An interesting GMAT Problem Solving question from Number Properties & Number Theory. It tests your understanding of LCM and HCF and certain key results regarding LCM and HCF of two or more numbers.
If the LCM of two numbers a and b is 1104 and their HCF is 4, which of the following MUST be true?
I. a * b = 4416
II. a and b are both divisible by 8
III. a : b = 48 : 23 or a : b = 23 : 48
A. I only
B. II only
C. I and III only
D. II and III only
E. I, II, and III
Product of two numbers is the same as the product of the LCM and HCF of those two numbers.
i.e., If the numbers are a and b, a * b = LCM (a, b) * HCF (a, b)
Note: a * b * c NEED NOT be equal to LCM(a, b, c) * HCF(a, b, c).
This rule works for 2 numbers, irrespective of whether the numbers are both integers, both fractions, one fraction and the other an integer.
a can be expressed as m*h and b can be expressed as n*h because h is a factor common to both the numbers.
a = mh and b = nh.
Note, m and n are co-prime (have no factor in common) because ‘h’ is the HCF of the two numbers.

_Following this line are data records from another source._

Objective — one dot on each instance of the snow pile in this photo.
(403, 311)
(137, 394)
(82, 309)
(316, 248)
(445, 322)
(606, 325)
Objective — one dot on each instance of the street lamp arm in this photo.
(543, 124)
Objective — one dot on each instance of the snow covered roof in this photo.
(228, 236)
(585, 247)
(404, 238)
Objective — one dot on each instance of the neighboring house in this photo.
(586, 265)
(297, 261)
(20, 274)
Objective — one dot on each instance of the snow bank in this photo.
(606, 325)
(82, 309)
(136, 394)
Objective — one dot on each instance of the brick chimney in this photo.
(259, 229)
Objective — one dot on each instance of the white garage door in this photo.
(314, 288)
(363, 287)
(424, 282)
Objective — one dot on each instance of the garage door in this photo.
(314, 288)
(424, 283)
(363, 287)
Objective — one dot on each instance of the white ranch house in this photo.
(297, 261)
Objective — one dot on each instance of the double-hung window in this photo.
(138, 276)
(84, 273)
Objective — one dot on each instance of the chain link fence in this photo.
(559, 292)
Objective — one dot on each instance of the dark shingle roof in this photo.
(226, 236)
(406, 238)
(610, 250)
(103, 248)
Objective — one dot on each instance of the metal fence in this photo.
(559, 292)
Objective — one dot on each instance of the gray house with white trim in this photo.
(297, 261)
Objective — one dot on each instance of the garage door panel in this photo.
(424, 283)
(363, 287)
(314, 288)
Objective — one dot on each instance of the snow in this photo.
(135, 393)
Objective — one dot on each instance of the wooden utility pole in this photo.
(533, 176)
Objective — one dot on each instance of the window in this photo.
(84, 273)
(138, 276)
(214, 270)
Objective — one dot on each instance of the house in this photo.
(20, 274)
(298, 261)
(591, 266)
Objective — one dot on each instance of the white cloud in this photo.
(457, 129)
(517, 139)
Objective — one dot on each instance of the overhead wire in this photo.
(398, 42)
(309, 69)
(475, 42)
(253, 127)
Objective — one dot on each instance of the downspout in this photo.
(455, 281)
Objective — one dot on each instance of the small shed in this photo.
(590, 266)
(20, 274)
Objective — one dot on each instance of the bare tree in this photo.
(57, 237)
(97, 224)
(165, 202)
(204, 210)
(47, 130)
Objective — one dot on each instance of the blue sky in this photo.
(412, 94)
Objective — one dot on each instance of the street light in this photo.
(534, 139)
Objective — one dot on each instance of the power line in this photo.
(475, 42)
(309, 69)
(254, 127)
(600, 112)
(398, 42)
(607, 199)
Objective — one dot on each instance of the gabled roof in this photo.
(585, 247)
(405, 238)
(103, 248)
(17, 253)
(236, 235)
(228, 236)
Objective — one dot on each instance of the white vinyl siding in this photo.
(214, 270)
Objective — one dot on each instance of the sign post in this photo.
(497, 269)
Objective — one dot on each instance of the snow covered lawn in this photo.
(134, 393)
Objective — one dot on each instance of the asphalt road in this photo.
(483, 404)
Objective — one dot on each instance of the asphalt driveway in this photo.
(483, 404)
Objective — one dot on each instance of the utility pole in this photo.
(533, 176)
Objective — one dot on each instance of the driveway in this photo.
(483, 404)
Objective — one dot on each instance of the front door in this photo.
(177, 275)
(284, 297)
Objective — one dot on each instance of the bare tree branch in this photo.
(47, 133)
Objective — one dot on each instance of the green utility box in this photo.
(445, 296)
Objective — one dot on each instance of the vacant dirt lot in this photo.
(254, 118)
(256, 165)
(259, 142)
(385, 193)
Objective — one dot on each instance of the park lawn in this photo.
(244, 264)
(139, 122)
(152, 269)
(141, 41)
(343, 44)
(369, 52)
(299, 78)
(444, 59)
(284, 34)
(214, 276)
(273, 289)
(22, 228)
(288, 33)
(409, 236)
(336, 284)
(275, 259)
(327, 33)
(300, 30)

HCF of two numbers holds all factors common to both the numbers.Hence, we can deduce that the LCM (a, b), L = m*n*hi.e., the HCF of two numbers will be a factor of the LCM of the two numbers.
Data given in the question stem
Statement I: a * b = 4416
Result 1 states that a * b = LCM (a, b) * HCF (a, b).
So, a * b = 1104 * 4 = 4416.
Statement II: a and b are both divisible by 8
The HCF of a and b is 4. So, the largest number that could divide both a and b is 4.
If 8 could divide both a and b, the largest number that could divide both would have been 8.
Consequently, the HCF of the two numbers would have been 8 and not 4.
So, statement II is NOT true.
Statement III: a : b = 48 : 23 or a : b = 23 : 48
Where a = mh and b = nh and m and n are co-prime.
i.e., we have to determine whether m : n = 48 : 23 or 23 : 48.
Because L = m * n * h, 1104 = m * n * 4
Note: m and n are co-prime.
If m and n are 48 and 23 or vice versa, m * n = 1104 and not 276.
Choice A. Statement I alone is true.